Every environment contains what are called biotic and abiotic factors. In this lesson you'll learn the definition and importance of abiotic factors. You'll also view some examples of abiotic factors that are present in the tropical rainforest.

Biotic vs. Abiotic Factors

Imagine that you're an explorer. You're sent deep into a tropical rainforest on a mission to find and identify very specific objects for your country's king. You have all of your protective gear, tools, and a team of explorers to assist you. Most importantly, you have your instructions from the king on what to bring back from your journey.

Once you make your way deep into the forest, you open up your instructions from the king. The instructions state that you are to bring back four abiotic factors from the rainforest. You ask your fellow explorers, ''What are abiotic factors?'' One of your fellow explorers, Keesha, begins to explain.

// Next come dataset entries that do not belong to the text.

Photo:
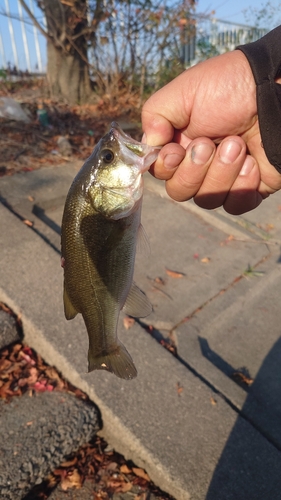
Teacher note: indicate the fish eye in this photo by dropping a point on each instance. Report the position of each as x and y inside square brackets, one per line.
[107, 156]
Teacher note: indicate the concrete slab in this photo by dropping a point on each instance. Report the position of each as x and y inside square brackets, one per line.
[240, 331]
[185, 439]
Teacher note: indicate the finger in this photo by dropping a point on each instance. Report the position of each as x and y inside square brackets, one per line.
[168, 160]
[190, 174]
[164, 112]
[243, 195]
[223, 171]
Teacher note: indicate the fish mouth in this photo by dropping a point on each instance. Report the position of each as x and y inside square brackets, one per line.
[147, 153]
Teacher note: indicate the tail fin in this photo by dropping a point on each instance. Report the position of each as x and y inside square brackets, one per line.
[118, 362]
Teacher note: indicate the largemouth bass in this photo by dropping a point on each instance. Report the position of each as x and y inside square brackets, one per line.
[100, 227]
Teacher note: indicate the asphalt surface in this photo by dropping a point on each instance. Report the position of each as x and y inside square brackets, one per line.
[205, 424]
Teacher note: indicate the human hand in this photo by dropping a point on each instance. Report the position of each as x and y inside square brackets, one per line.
[206, 118]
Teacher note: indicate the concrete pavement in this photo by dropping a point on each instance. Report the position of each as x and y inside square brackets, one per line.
[198, 430]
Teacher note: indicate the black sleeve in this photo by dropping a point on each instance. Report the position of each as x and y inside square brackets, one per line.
[264, 57]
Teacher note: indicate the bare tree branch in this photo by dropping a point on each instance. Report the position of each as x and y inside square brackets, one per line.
[34, 20]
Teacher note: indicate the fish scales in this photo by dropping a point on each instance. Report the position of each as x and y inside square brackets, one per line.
[99, 245]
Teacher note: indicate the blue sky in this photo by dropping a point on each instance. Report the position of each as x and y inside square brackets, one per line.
[234, 11]
[228, 10]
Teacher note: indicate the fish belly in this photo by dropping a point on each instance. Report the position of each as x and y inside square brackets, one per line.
[99, 262]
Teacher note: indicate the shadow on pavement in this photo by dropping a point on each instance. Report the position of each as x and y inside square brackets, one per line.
[249, 467]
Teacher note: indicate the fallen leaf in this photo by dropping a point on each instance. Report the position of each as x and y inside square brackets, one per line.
[28, 222]
[72, 480]
[241, 377]
[159, 280]
[141, 473]
[174, 274]
[69, 463]
[124, 488]
[128, 322]
[179, 388]
[125, 469]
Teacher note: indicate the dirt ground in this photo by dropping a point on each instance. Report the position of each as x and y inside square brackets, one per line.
[56, 132]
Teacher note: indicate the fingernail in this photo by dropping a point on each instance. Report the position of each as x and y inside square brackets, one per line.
[229, 151]
[247, 166]
[172, 161]
[201, 153]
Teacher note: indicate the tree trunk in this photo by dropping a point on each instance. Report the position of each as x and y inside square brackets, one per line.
[68, 76]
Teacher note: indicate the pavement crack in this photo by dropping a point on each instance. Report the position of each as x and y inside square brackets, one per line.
[9, 207]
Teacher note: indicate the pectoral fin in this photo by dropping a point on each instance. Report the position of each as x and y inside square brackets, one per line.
[69, 311]
[137, 303]
[142, 242]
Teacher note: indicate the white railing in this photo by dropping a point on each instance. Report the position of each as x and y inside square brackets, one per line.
[22, 46]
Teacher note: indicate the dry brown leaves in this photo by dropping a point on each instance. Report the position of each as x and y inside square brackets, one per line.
[29, 147]
[107, 471]
[22, 370]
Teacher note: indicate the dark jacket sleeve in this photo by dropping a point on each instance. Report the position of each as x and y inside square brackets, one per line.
[264, 57]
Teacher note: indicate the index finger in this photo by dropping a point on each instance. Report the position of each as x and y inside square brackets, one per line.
[163, 113]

Keesha says, ''There are living and non-living things everywhere. Living things all have certain characteristics in common, such as the ability to reproduce. They all react to their environment, have a need for water, and require energy.'' She's saying that living things are also referred to as biotic factors.

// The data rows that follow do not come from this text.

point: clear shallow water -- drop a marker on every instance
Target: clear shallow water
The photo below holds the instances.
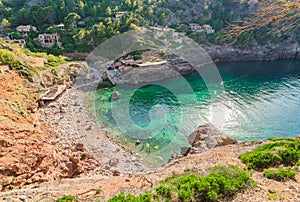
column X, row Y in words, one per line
column 260, row 100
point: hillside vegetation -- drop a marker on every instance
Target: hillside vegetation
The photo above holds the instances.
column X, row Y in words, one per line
column 26, row 61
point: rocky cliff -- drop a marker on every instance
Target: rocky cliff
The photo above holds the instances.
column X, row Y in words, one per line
column 283, row 50
column 175, row 67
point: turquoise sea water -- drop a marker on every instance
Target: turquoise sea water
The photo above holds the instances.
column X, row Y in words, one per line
column 259, row 100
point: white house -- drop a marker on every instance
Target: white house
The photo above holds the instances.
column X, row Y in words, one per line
column 24, row 30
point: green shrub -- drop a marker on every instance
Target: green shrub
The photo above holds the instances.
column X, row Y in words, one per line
column 147, row 197
column 6, row 57
column 280, row 152
column 69, row 198
column 221, row 182
column 280, row 174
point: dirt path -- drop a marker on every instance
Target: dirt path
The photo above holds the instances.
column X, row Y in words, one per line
column 87, row 188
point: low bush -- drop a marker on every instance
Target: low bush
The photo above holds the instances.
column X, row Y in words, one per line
column 221, row 182
column 280, row 174
column 285, row 151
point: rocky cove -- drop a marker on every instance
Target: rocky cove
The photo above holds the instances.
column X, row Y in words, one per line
column 176, row 66
column 280, row 51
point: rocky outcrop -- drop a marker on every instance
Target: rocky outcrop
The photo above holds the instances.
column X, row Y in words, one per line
column 206, row 137
column 175, row 67
column 36, row 161
column 283, row 50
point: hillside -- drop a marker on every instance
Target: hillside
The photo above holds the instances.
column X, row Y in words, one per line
column 87, row 24
column 27, row 153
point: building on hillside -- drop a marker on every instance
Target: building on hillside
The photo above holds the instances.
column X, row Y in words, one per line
column 24, row 30
column 204, row 28
column 119, row 15
column 195, row 27
column 48, row 40
column 208, row 29
column 60, row 26
column 20, row 42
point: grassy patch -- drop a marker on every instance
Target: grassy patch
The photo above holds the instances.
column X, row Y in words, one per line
column 284, row 152
column 281, row 174
column 221, row 182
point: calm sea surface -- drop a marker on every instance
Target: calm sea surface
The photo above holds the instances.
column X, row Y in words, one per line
column 256, row 100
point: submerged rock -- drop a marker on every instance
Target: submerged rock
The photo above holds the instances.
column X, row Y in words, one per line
column 208, row 136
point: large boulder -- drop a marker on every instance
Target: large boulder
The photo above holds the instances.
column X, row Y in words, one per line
column 208, row 136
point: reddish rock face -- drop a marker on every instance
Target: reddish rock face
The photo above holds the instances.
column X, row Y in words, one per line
column 26, row 153
column 208, row 136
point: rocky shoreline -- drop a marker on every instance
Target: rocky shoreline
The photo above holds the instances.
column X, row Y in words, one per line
column 281, row 51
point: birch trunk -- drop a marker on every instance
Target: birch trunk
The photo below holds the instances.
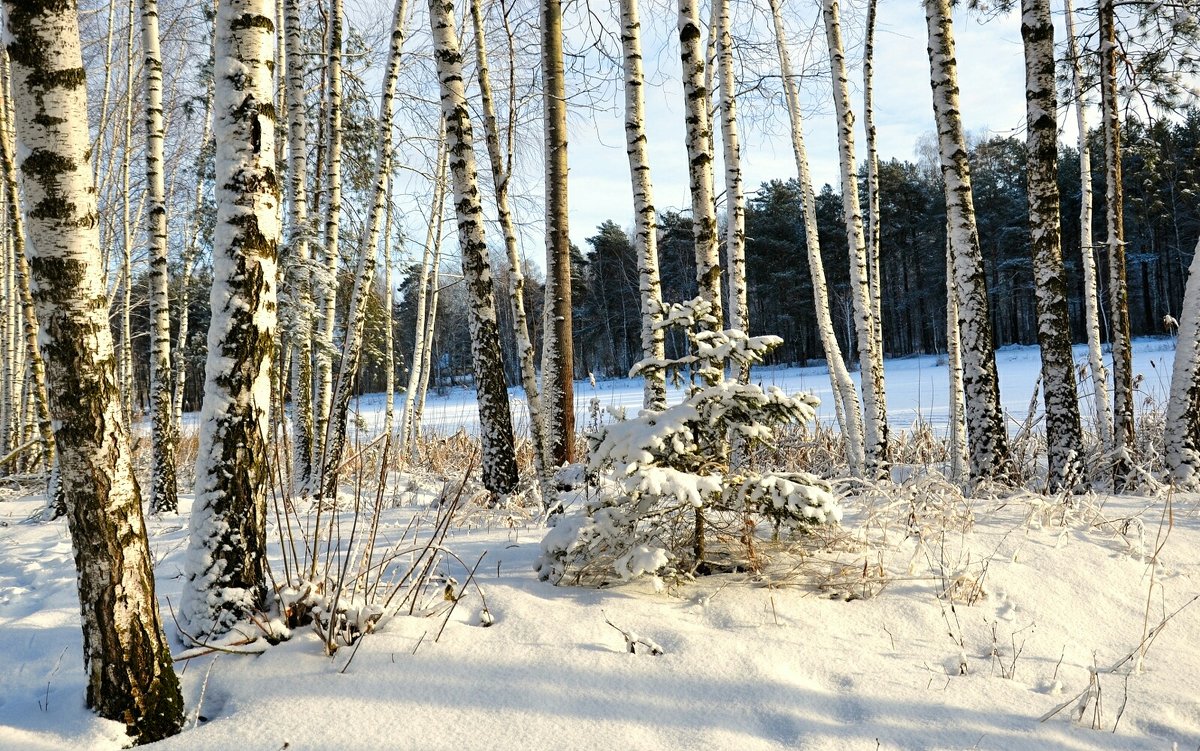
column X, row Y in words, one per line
column 1119, row 289
column 499, row 472
column 981, row 386
column 364, row 278
column 126, row 655
column 501, row 181
column 735, row 194
column 654, row 395
column 1087, row 250
column 1063, row 433
column 163, row 493
column 226, row 571
column 700, row 157
column 558, row 348
column 875, row 421
column 846, row 404
column 1182, row 427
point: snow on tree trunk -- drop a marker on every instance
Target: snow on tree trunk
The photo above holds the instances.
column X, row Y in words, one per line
column 501, row 182
column 1182, row 427
column 846, row 404
column 126, row 656
column 558, row 347
column 297, row 296
column 364, row 277
column 700, row 157
column 163, row 493
column 875, row 414
column 1063, row 433
column 1119, row 288
column 499, row 473
column 645, row 221
column 735, row 196
column 1087, row 250
column 981, row 385
column 225, row 572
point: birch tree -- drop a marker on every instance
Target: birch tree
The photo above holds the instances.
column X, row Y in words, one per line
column 126, row 655
column 499, row 473
column 846, row 404
column 163, row 493
column 226, row 569
column 981, row 385
column 875, row 418
column 1063, row 433
column 558, row 348
column 645, row 220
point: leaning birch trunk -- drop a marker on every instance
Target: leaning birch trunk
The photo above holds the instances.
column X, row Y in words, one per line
column 957, row 428
column 875, row 413
column 1063, row 432
column 558, row 347
column 364, row 278
column 1087, row 251
column 324, row 349
column 985, row 421
column 163, row 493
column 735, row 196
column 501, row 182
column 499, row 473
column 126, row 654
column 846, row 404
column 654, row 390
column 300, row 310
column 423, row 330
column 700, row 157
column 1182, row 427
column 1119, row 289
column 874, row 233
column 226, row 570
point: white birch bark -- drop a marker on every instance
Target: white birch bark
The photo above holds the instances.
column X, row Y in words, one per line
column 981, row 386
column 364, row 278
column 1182, row 426
column 846, row 404
column 126, row 655
column 735, row 194
column 499, row 470
column 649, row 287
column 163, row 493
column 1063, row 432
column 226, row 568
column 700, row 157
column 875, row 414
column 1087, row 250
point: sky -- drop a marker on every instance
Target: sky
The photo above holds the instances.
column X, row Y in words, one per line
column 991, row 76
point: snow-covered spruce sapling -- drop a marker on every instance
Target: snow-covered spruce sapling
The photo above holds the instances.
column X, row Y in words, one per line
column 664, row 481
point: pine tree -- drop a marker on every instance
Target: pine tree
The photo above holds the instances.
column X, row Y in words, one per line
column 126, row 656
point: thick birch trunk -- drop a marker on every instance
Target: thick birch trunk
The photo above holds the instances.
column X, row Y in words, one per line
column 226, row 572
column 499, row 472
column 364, row 278
column 1119, row 289
column 645, row 220
column 501, row 181
column 700, row 157
column 163, row 493
column 981, row 386
column 1063, row 432
column 1087, row 250
column 846, row 404
column 126, row 656
column 869, row 356
column 558, row 347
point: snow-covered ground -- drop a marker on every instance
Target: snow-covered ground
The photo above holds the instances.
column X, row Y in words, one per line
column 1041, row 596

The group nods as Keesha explains. One explorer, April, states that she sees a biotic factor right now, as she points to a toucan flying through the trees. Kevin, another explorer, states that he is leaning on a biotic factor, as he pushes himself off of the bark of a tree.

You say, ''That's a great explanation, Keesha. However, the king asked us to also bring back four abiotic factors. What's an abiotic factor?'' Keesha replies, ''Well, it's the exact opposite of a biotic factor.'' She's saying that an abiotic factor is an object that doesn't display the characteristics of a living thing, so it's a non-living thing. You, Kevin, Keesha, and April begin to think about some of the non-living, abiotic factors found around you.

You shout, ''Rainwater!'', Keesha yells, ''Soil!'', April shouts, ''Rocks!''', and Kevin says, ''Sunlight!''

Biotic and Abiotic Factor Relationships

Congratulations! You and your fellow explorers have discovered some examples of biotic and abiotic factors. So how are these two factors related? Well, biotic factors depend upon the abiotic factors in their environment for survival.